Although Widowspeak started as a band in Brooklyn (where they recorded their eponymous debut album for Captured Tracks), the music of this trio fits better in Tacoma, a city of about 200,000 inhabitants in the northwest of the United States, where two of the members come from: Molly Hamilton, the singer, and Michael Stasiak, the drummer. In fact, the third band member - guitarist Robert Earl Thomas - isn't from New York, either, but from Chicago. The band moves in the ever more transited waters of indie-pop influenced by the fifties and sixties - with nods to noise-pop and nineties shoegaze. The album kicks off with “Puritan”, a track that might cause confusion because of the surf-rock influences. Don't be fooled, this is not another band in the vein of Dum Dum Girls, Best Coast and Vivian Girls. They add different ingredients to their particular potion, the most important one being Hamilton herself. It's no secret the lady vocally resembles Hope Sandoval. They don't hide it, either - and they don't need to - because imitation is not their thing. “Harsh Realm” is as hypnotic as any piece by the former Mazzy Star singer and her Warm Inventions.

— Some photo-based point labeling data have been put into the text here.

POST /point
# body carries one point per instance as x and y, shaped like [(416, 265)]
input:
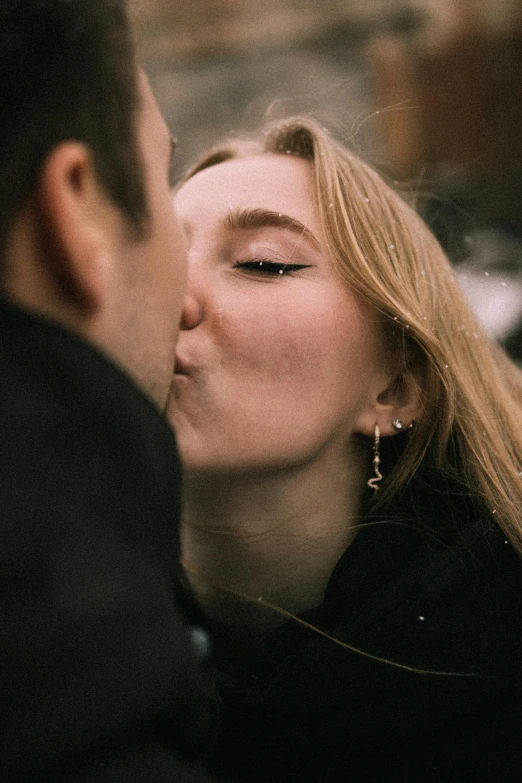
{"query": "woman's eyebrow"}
[(259, 218)]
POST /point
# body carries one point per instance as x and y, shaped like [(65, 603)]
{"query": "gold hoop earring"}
[(373, 482)]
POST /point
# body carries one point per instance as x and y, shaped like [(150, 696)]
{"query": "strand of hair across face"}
[(260, 601)]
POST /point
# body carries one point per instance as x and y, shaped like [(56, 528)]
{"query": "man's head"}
[(87, 232)]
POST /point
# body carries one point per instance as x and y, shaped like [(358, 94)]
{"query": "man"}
[(99, 678)]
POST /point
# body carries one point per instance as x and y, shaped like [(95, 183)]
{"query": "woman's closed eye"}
[(268, 268)]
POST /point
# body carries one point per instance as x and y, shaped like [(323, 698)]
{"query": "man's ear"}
[(400, 399), (77, 221)]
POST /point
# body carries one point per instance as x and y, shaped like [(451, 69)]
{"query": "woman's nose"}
[(192, 311)]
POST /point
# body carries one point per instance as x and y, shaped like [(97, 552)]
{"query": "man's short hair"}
[(68, 71)]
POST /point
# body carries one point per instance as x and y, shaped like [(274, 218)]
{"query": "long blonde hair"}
[(472, 393)]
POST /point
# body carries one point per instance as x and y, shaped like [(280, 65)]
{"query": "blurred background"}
[(428, 91)]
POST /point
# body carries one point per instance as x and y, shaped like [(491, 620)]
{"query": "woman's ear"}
[(75, 230), (400, 402)]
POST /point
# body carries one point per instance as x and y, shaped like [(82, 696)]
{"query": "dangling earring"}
[(373, 482)]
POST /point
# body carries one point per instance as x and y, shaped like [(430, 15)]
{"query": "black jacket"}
[(99, 677), (436, 589)]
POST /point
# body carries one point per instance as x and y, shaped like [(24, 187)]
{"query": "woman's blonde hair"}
[(471, 422)]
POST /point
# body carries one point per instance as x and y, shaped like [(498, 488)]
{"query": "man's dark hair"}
[(68, 71)]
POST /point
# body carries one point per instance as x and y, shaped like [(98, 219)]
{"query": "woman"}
[(353, 452)]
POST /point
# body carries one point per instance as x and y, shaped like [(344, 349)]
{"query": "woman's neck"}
[(252, 540)]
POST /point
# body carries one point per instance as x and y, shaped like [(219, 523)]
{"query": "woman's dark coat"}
[(435, 590)]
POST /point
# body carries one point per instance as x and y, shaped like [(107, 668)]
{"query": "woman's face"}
[(279, 363)]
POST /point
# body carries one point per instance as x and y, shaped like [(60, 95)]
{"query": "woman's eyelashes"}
[(268, 268)]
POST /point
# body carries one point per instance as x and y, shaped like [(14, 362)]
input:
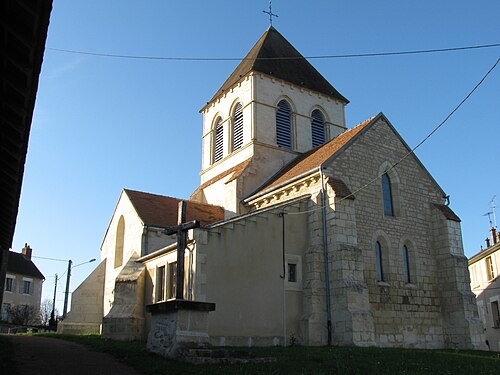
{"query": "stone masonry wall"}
[(404, 314)]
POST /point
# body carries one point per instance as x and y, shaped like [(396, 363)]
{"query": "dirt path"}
[(44, 356)]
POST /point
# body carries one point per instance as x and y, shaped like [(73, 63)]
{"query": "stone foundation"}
[(178, 324)]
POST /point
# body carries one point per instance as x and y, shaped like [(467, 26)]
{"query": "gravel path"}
[(43, 356)]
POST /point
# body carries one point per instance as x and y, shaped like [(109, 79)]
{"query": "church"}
[(302, 230)]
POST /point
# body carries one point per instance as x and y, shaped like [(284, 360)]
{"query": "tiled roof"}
[(162, 211), (314, 158), (341, 189), (237, 170), (17, 263), (264, 57), (447, 212)]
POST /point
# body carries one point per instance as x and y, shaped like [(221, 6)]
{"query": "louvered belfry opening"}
[(317, 128), (238, 127), (219, 141), (284, 125)]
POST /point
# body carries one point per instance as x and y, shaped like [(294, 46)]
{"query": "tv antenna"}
[(270, 12), (492, 214)]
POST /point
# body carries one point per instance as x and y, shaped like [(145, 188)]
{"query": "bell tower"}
[(273, 107)]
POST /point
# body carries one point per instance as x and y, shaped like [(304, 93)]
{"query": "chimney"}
[(27, 251)]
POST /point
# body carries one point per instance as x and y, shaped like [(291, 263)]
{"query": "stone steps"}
[(220, 356)]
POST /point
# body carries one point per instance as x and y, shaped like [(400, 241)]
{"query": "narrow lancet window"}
[(406, 265), (219, 141), (120, 240), (284, 125), (378, 262), (387, 195), (317, 128)]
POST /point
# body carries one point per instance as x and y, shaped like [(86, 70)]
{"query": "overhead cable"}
[(352, 55)]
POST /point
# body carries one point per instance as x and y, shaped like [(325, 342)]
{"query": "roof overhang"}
[(23, 31)]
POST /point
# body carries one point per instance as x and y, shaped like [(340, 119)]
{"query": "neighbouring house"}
[(301, 230), (23, 289), (484, 268)]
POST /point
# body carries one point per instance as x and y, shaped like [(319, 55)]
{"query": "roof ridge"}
[(324, 152)]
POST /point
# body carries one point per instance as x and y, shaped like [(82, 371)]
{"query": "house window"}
[(238, 127), (9, 284), (495, 314), (284, 125), (387, 195), (120, 240), (5, 311), (292, 272), (406, 265), (172, 280), (490, 273), (317, 128), (219, 141), (26, 287), (378, 262), (160, 284)]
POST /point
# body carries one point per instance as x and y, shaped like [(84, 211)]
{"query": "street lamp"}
[(70, 266)]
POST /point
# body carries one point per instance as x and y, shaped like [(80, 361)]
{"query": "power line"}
[(412, 151), (59, 260), (352, 55)]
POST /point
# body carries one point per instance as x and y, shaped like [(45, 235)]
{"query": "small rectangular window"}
[(378, 262), (5, 311), (292, 272), (160, 283), (172, 280), (26, 287), (490, 273)]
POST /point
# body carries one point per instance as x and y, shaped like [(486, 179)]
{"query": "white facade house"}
[(484, 268)]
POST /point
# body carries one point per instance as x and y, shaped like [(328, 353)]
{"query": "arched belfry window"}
[(407, 276), (219, 140), (284, 125), (317, 128), (120, 240), (378, 262), (238, 127), (387, 195)]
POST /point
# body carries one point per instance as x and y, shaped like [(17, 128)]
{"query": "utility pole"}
[(52, 321), (70, 262)]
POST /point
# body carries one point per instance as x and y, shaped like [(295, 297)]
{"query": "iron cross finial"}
[(270, 12)]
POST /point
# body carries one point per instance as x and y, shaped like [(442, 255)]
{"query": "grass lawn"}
[(307, 360)]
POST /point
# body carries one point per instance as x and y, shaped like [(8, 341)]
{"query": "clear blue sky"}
[(101, 124)]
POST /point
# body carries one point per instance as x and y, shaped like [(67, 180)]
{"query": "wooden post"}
[(181, 231)]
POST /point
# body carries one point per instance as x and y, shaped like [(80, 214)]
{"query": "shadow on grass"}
[(307, 360)]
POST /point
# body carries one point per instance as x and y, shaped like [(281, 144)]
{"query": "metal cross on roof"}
[(270, 12)]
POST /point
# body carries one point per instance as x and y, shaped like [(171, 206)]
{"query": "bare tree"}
[(24, 315)]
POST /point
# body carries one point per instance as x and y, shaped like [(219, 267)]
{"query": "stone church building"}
[(307, 232)]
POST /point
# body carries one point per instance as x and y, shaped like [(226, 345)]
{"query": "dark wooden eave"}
[(23, 32)]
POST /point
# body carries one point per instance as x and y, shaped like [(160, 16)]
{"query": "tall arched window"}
[(120, 239), (378, 262), (219, 140), (317, 128), (406, 265), (284, 125), (238, 127), (387, 195)]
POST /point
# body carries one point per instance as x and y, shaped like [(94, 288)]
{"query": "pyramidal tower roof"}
[(273, 55)]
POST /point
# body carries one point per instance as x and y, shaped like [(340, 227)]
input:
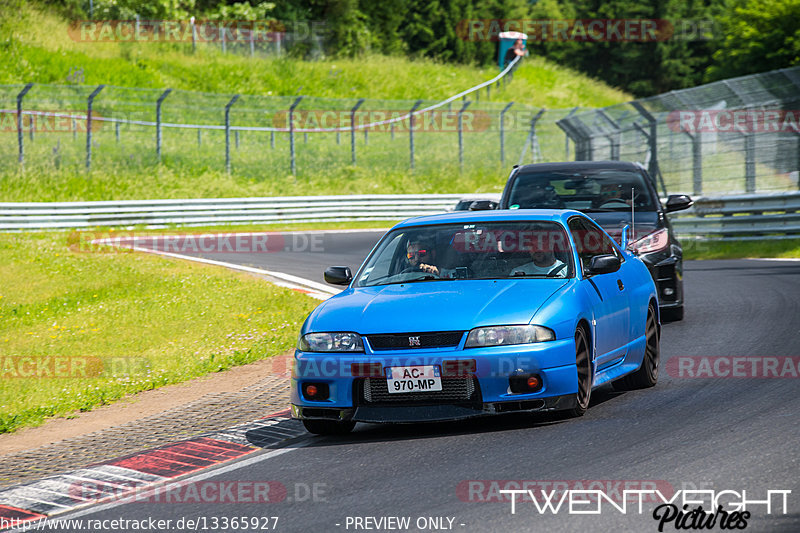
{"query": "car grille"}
[(408, 341), (454, 390)]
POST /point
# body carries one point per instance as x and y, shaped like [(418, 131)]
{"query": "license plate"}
[(413, 379)]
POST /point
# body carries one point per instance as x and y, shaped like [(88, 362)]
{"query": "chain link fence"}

They achieve all that in two ways. Firstly, Widowspeak don't bury the vocals in walls of sound, like many bands of the present lo-fi wave do. They're aware of Hamilton's magnetism and they exploit it. In order for the band to sound as clear as they wanted, they hired Jarvis Taveniere (Woods). Secondly, their influences - like Hope Sandoval - extend beyond dream-pop. Other genres are referenced, such as Chris Isaak's sensual and intriguing rock. Not for nothing did the Brooklyn band cover “Wicked Game” on the flipside of the 7” they released prior to their album debut. We have to give credit to Thomas and his excellent skills on the guitar, adding a touch of blues to the tracks. His passion for American roots music is also palpable in the very country-like “In The Pines”. And then there's the Tarnation influence, on the folk-pop track “Gun Shy”. It all gives a very cinematic feel to the songs, which makes them sound perfect for, say, a David Lynch film.
The recipe can be simple sometimes – the trio uses some limited resources. Because the silky voice of Hamilton Thomas' nervous guitar play and Stasiak's discreet drumming aren't always enough, and that minimalism just doesn't cut it on some of the tracks. “Limbs”, for example, is a dispensable track, boring even at times. “Widowspeak” isn't an album you fall in love with immediately (apart from the very direct “Nightcrawlers”). It's also not the best stuff to come out of Captured Tracks in recent times. But with some patience - giving it the same amount of time they've used to record the album - this ten-piece collection turns out to be quite the grower.